“Oh, you cry all night, ‘Mignonne! Mignonne! Petite Mignonne!’ You say: ‘You are love; you are darleen.’ And sometimes you say: ‘You are cute little sing.’ What is ‘cute little sing’? Somesing very passionnante I know. You have nevaire call me zat. And nevaire since we marry you call me Mignonne.”
Suddenly it all burst upon me, and I laughed. It did not strike me how utterly heartless my laugh must have sounded.
“So that’s it. You’ve found out all about Mignonne?”
“Yes, yes. Who is this petite Mignonne? I kill her. I kill myself. Tell me who she is. I go to her. I beg her not to take you from me. I ’ave you first. You belong to me. No one shall ’ave you but me. Tell me who she is.”
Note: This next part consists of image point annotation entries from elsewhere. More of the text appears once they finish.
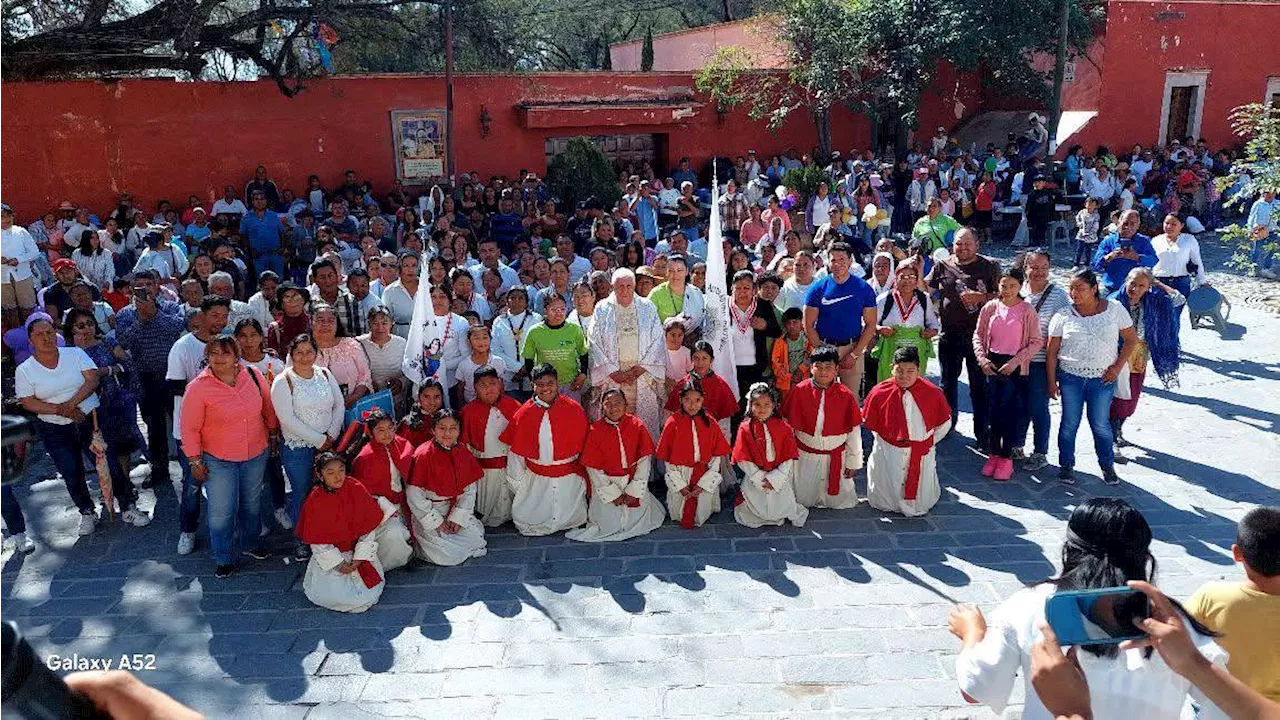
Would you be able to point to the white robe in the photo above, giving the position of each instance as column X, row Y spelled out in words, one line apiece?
column 607, row 522
column 760, row 506
column 810, row 478
column 429, row 513
column 493, row 493
column 542, row 505
column 653, row 358
column 886, row 472
column 677, row 479
column 385, row 547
“I cannot tell you,” I said, avoiding her gaze.
“Zen it is true? You have maîtresse? You have deceive me! Oh, what a poor, poor girl I am! Oh, God, help me!”
She was sobbing bitterly. Now, I am so constituted that though I am keenly sensitive to stage sobs and book sobs, domestic sobs only irritate me. Outside I can revel in sentiment, but at home I seem to resent anything that goes beyond the scope of everyday humdrum. I am tear-proof (which is often a mighty good thing for a husband); so my only answer was to pull the blankets over my head, and say in a rough voice:
“For goodness’ sake, shut up and let’s have a little sleep.”
But there was going to be no sleep for me that night, and to have one’s sleep invaded would make a lamb spit in the face of a lion.
“Are you going to see her to-morrow?” she demanded tragically.